My brothers have accepted the holding of the Ninth Circuit in Crowley Launch & Tugboat Co. v. Wilmington Transportation Co., 117 F.2d 651, that the purpose of the steaming signals does not include alerting the vessel to which they are addressed, but is only to advise her of what the signalling *410vessel proposes to do, so that she may cooperate. Consequently they hold, as I understand them, that if the vessel, to whom the signal should have been addressed, is not aware of the presence of the vessel which should have signalled, the failure to signal does not contribute to the collision. This presupposes that the duty to signal is owed only to ships which are attentive enough to have observed the vessel which should have signalled. I can see no reason so to limit the purpose of the rule, and apparently the English courts agree that it should not be so limited. The Ninth Circuit held as it did because the Inland Rules provided for, an “alarm signal” which is to be given, not to indicate a proposed change of navigation, but only to alert the other vessel. Yet even under the Inland Rules I do not understand that' it is necessary to give an alarm as well as the signal, appropriate to the change of navigation proposed by the signalling vessel. Be that as it. may, under the International Rules, no “alarm” is permitted; and surely it is as desirable to awaken an inattentive vessel and to advise her of the proposed change, as it is to advise an alert vessel of that change. The rules are to be construed, I submit, so as best to avoid collision, and to arouse a vessel, which, as here for example, was giving every evidence of inattention, would seem to be even more desirable than to announce a change to an attentive vessel. If a vessel does not signal, it is, or it .should be, because she thinks she will pass safely; and I find it hard to understand the reasoning which excuses her when she thinks she will not pass safely, because the other vessel stands in exceptional need of being informed that she does not.

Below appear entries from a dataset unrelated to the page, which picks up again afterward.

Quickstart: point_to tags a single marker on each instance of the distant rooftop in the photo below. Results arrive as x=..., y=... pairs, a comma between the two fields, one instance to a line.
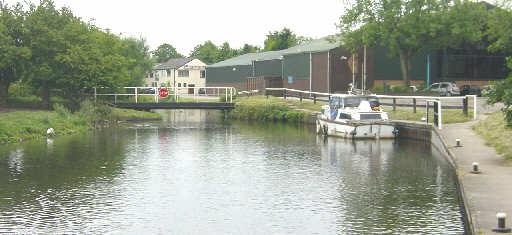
x=173, y=63
x=317, y=45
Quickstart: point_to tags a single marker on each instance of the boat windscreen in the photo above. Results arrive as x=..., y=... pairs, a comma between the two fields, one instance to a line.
x=367, y=116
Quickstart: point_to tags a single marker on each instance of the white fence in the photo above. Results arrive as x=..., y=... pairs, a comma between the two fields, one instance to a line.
x=176, y=92
x=316, y=96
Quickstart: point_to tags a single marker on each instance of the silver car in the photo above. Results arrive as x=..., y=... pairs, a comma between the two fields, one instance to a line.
x=445, y=88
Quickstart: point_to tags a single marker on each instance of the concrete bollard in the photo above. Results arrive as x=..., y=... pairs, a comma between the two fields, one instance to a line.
x=501, y=223
x=475, y=169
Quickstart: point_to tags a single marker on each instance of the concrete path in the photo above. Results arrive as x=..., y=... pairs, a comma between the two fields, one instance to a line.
x=486, y=193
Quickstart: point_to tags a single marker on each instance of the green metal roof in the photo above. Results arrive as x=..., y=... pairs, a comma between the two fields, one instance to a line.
x=317, y=45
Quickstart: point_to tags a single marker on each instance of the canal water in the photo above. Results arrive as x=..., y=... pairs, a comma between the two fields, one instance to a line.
x=195, y=174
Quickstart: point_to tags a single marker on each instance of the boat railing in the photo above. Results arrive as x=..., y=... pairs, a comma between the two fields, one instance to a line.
x=448, y=102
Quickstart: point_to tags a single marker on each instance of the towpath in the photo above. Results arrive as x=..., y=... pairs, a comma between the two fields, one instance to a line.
x=488, y=192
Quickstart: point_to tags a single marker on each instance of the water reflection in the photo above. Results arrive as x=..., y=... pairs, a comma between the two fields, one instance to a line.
x=203, y=176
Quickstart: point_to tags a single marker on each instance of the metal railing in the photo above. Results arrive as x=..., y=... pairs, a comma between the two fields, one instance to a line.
x=176, y=93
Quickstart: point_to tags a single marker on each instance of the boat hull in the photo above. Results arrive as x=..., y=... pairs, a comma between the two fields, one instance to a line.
x=357, y=129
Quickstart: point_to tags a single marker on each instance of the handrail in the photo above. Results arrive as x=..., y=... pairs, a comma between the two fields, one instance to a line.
x=475, y=108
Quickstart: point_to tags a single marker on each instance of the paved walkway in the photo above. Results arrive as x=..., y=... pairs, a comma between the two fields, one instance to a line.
x=486, y=193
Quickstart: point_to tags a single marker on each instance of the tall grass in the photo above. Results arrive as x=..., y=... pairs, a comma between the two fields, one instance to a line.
x=496, y=134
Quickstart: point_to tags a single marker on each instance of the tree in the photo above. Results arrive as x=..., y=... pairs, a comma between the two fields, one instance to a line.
x=165, y=52
x=14, y=54
x=410, y=26
x=137, y=51
x=499, y=32
x=206, y=52
x=226, y=52
x=249, y=49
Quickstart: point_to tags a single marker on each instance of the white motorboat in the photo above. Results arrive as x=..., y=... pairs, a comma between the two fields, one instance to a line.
x=355, y=116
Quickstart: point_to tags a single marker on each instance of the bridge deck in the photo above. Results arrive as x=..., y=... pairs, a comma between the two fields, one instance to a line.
x=179, y=105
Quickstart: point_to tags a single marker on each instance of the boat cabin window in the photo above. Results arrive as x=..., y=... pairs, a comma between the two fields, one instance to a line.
x=368, y=116
x=345, y=116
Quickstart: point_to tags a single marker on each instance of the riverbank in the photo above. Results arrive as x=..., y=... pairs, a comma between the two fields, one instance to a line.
x=17, y=126
x=279, y=109
x=486, y=193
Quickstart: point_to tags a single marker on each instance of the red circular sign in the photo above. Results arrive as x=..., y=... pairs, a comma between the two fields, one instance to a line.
x=163, y=92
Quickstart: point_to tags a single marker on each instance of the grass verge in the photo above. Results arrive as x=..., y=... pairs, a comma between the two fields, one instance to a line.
x=495, y=133
x=261, y=108
x=22, y=125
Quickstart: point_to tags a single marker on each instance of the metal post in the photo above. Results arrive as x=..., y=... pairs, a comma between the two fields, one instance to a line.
x=155, y=96
x=465, y=106
x=136, y=98
x=428, y=70
x=440, y=115
x=474, y=108
x=414, y=104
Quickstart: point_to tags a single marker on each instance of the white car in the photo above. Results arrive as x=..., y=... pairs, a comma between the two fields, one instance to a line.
x=445, y=88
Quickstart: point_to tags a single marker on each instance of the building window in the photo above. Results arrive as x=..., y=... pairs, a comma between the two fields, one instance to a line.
x=182, y=73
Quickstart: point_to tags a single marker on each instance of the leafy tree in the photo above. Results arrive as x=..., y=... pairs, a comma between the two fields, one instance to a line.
x=137, y=51
x=207, y=52
x=14, y=54
x=499, y=32
x=249, y=49
x=279, y=40
x=165, y=52
x=410, y=26
x=226, y=52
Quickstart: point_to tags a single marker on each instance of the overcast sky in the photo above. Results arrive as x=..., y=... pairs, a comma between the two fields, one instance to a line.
x=185, y=24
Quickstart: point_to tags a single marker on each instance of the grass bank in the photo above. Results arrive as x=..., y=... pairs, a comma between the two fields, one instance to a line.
x=22, y=125
x=278, y=109
x=495, y=133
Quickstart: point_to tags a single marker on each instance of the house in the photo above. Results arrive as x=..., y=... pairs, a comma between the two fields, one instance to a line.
x=179, y=72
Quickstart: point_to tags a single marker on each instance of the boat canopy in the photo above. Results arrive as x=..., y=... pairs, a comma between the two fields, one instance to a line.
x=336, y=102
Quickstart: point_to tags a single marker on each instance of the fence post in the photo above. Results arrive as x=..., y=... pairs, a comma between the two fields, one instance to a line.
x=414, y=104
x=136, y=98
x=465, y=106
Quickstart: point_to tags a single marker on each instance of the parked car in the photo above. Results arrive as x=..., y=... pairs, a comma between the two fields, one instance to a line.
x=445, y=88
x=470, y=90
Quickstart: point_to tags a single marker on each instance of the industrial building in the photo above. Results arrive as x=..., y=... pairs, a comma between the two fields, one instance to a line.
x=322, y=65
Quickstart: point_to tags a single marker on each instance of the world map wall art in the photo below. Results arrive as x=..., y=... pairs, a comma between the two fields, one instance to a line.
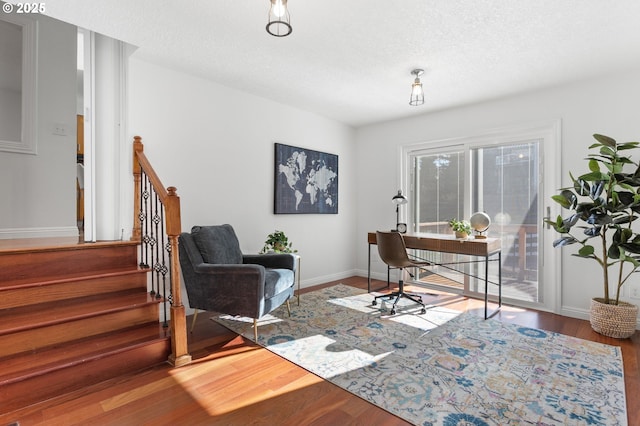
x=306, y=181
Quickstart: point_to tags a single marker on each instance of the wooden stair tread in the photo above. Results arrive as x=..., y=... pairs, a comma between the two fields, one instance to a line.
x=45, y=314
x=31, y=245
x=25, y=365
x=30, y=282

I do not think that the Nashbulk proved beyond a reasonable doubt that, had she blown, the Rutgers Victory would not have taken the steps necessary to avoid collision; indeed, I am not sure that my brothers disagree as to that! In any event, it is eminently likely that she would have taken them, and it is clear that adequate steps were in fact open to her. I do not mean that I should divide the damages equally, if I were free to divide them proportionately to the relative fault of the vessels. An equal division in this case would be plainly unjust; they ought to be divided in some such proportion as five to one.- And so they could be but for our obstinate cleaving to the ancient rule which has been abrogated -by nearly all civilized nations. Indeed, the doctrine that a court should not look too jealously at the navigation of- one vessel, when the faults of the other are glaring, is in the nature of a sop to 'Cerberus. It is no doubt better than nothing; but it is inadequate to reach the heart of the matter, and constitutes a constant temptation to courts to avoid a decision on the merits. Nevertheless, so long as our antiquated doctrine prevails, I think we should apply it unflinchingly, and in the case at bar I would 'divide the damages.